In an effort to teach the next generation about Yoruba culture and tradition, the Traditional Religion Worshippers’ Association on Wednesday encouraged the Federal and State Governments to open schools where traditional religious knowledge would be taught as a subject.
Fayemi Fakayode, the secretary of the association’s Oyo State branch, made this request in the state capital of Ibadan. He also urged the governments to include traditional religious knowledge, such as Islamic and Christian religious knowledge, as a subject in the curricula of primary and secondary schools.
In a statement he personally signed, Fakayode emphasized the need for accurate education to dispel myths about Yoruba history and ancestry from the minds of the younger generation. He clarified that Africans’ miseducation about their origins and culture had resulted in many false beliefs about their traditional religion.
“We made this call during the installation of two Brazilians, Awoyomi Fakayode and Iyanifa Ifatayo Obemo as Mayegun and Yeye Mayegun of Ìjọ Ìmọ́lẹ̀ Olódùmarè Àgbáyé, accordingly, on Sunday at Alade Town in the Akinyele Local Government Area of the state,” stated the secretary, who also happens to be the Founder of Olodumare’s Temple of Light International.
The Federal and State Governments should now incorporate TRK into the basic and secondary school curricula, just as they do with IRK and CRK, respectively.
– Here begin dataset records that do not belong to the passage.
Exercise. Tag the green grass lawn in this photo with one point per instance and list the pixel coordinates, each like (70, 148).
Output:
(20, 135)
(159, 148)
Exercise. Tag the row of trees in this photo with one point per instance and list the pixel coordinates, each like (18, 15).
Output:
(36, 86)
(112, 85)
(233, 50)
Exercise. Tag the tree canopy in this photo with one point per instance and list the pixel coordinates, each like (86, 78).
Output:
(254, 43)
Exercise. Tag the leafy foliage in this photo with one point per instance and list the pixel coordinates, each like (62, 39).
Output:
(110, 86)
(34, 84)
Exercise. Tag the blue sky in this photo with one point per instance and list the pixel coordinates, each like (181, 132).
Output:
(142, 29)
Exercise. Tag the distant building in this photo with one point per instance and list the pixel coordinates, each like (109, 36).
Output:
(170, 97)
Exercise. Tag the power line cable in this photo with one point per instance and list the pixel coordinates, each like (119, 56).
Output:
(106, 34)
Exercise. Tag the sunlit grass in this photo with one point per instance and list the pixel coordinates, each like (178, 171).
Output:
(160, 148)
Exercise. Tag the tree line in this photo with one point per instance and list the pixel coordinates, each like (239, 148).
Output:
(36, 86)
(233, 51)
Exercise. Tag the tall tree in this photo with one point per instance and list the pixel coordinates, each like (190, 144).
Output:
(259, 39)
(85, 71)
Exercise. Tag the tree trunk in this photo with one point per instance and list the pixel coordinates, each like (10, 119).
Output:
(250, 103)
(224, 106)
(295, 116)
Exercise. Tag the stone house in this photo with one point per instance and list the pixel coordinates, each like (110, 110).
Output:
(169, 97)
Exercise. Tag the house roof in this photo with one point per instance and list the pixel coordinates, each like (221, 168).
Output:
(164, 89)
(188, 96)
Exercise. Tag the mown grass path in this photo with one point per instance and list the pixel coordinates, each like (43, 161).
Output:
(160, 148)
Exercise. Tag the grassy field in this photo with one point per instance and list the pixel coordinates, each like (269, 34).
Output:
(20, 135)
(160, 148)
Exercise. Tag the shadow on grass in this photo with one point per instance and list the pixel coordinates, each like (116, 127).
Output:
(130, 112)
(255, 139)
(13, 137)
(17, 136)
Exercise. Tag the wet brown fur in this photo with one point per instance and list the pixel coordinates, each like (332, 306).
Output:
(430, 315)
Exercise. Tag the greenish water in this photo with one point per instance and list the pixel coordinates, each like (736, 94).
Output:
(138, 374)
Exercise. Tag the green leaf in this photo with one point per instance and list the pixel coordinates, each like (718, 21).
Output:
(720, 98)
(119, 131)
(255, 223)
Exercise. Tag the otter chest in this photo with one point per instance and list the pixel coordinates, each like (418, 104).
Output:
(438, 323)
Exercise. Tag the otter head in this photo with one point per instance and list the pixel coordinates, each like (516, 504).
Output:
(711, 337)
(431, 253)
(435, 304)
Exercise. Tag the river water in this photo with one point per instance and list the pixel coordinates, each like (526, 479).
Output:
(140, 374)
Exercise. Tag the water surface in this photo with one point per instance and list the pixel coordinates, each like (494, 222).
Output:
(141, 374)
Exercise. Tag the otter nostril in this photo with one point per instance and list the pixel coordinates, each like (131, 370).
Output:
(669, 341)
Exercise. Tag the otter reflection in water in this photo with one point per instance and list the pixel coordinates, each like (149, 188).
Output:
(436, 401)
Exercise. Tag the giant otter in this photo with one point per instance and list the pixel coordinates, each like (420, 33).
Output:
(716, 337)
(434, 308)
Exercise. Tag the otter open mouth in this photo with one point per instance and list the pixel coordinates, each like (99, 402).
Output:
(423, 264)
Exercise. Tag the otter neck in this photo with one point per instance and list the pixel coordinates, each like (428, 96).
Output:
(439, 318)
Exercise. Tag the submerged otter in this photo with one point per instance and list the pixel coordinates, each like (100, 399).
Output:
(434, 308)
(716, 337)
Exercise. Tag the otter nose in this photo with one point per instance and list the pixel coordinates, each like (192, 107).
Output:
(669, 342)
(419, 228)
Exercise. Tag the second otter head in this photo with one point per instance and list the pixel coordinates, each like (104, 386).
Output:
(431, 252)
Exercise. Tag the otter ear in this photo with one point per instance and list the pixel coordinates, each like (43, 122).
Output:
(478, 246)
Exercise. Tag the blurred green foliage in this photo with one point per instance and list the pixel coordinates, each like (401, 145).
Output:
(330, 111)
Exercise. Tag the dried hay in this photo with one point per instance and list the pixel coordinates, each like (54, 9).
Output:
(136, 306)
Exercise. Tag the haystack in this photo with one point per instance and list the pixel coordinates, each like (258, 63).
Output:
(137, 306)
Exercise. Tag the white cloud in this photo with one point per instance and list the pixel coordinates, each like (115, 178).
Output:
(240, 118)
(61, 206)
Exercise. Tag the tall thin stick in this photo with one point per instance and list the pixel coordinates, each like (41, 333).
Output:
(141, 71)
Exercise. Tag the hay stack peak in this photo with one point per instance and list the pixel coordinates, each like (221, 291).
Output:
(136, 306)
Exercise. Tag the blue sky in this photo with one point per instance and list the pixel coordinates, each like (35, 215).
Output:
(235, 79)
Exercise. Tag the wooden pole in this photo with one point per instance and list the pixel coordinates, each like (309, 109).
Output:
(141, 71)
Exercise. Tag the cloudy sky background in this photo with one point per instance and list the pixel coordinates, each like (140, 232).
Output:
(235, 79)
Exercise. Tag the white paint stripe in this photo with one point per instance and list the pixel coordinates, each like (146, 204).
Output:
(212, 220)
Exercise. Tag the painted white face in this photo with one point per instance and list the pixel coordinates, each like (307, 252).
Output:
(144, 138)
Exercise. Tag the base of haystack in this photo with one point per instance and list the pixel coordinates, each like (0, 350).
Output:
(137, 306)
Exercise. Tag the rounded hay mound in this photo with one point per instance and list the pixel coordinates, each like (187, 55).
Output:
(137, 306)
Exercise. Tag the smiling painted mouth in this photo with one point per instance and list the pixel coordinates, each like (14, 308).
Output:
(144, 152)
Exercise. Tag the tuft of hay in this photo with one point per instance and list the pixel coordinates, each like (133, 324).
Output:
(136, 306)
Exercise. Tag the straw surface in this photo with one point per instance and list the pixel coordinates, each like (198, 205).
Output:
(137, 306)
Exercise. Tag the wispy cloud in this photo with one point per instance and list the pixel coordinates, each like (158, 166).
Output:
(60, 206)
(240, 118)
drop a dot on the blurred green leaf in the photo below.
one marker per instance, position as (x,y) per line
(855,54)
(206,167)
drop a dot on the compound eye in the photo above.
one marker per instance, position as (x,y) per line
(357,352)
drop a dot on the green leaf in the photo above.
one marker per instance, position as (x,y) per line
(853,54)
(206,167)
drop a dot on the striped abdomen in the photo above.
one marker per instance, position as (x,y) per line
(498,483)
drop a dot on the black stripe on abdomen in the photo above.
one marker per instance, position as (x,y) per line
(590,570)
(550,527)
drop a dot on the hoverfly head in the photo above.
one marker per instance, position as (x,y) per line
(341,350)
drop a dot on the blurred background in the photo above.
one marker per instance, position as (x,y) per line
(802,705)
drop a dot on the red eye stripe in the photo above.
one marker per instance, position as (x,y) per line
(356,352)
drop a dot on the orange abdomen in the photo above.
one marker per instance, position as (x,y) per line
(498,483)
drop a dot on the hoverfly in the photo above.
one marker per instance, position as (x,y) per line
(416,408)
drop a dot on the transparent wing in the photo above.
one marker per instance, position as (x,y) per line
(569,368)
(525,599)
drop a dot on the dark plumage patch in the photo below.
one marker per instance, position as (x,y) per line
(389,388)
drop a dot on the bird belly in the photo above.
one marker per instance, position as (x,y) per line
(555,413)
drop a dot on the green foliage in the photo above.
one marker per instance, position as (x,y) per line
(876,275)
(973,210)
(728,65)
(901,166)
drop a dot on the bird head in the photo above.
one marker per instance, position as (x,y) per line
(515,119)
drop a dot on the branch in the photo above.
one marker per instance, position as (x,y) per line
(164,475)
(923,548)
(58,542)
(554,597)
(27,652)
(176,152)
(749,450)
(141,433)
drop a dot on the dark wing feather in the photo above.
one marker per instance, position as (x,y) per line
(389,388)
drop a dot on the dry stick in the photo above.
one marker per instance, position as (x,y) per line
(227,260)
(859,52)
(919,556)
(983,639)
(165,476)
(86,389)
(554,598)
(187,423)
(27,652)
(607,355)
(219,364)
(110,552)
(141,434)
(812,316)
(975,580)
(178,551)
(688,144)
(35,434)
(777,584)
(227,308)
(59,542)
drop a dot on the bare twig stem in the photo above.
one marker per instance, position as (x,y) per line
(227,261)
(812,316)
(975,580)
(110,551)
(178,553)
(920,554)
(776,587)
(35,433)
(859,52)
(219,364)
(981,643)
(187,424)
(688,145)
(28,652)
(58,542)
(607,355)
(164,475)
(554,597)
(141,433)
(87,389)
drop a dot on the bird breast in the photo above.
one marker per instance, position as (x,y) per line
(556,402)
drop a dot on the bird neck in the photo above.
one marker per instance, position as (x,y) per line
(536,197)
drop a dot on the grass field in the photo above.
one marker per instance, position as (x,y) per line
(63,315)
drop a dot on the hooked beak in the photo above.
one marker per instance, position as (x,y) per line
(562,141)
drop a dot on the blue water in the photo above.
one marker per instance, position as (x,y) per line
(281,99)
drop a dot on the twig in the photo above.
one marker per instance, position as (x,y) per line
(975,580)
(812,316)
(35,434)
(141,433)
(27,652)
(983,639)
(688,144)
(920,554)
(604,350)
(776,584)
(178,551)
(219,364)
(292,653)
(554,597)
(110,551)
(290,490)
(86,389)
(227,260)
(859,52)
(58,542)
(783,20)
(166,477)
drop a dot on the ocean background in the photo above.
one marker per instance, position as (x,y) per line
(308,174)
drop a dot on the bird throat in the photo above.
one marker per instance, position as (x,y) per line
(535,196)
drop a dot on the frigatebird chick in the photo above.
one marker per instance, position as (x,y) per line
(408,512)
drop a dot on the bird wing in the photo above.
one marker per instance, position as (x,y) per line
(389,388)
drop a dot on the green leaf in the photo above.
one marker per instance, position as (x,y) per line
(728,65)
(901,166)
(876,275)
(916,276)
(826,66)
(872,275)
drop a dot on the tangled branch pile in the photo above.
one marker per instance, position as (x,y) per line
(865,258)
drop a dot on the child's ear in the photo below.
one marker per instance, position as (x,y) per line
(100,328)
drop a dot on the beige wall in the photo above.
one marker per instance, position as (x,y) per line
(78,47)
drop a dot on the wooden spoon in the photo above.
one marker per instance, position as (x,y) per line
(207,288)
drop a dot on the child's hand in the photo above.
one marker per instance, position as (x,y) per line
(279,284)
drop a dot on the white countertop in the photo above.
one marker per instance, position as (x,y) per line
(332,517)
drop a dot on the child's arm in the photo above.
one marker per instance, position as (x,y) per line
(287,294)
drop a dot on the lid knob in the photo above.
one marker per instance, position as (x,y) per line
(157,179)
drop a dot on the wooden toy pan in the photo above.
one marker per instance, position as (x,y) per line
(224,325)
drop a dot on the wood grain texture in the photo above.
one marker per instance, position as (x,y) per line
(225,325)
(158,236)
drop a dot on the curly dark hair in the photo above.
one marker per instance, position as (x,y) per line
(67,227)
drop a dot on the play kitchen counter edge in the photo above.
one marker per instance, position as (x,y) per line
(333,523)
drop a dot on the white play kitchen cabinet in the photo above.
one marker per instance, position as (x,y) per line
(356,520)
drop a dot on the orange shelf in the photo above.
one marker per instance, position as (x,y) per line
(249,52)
For the younger generations to learn about our customs and faith, they must receive a proper education.
Additionally, it is necessary to instill in the next generation a sense of patriotism that will make them unyielding to the spirit of betraying their predecessors and to arm them with culturally grounded information that will make them beneficial for both themselves and their country.
“We urge traditionalists to begin pushing for the inclusion of this subject in our elementary and secondary education systems, and the federal and state governments will provide the necessary backing by endorsing its inclusion in the curricula and syllabus.”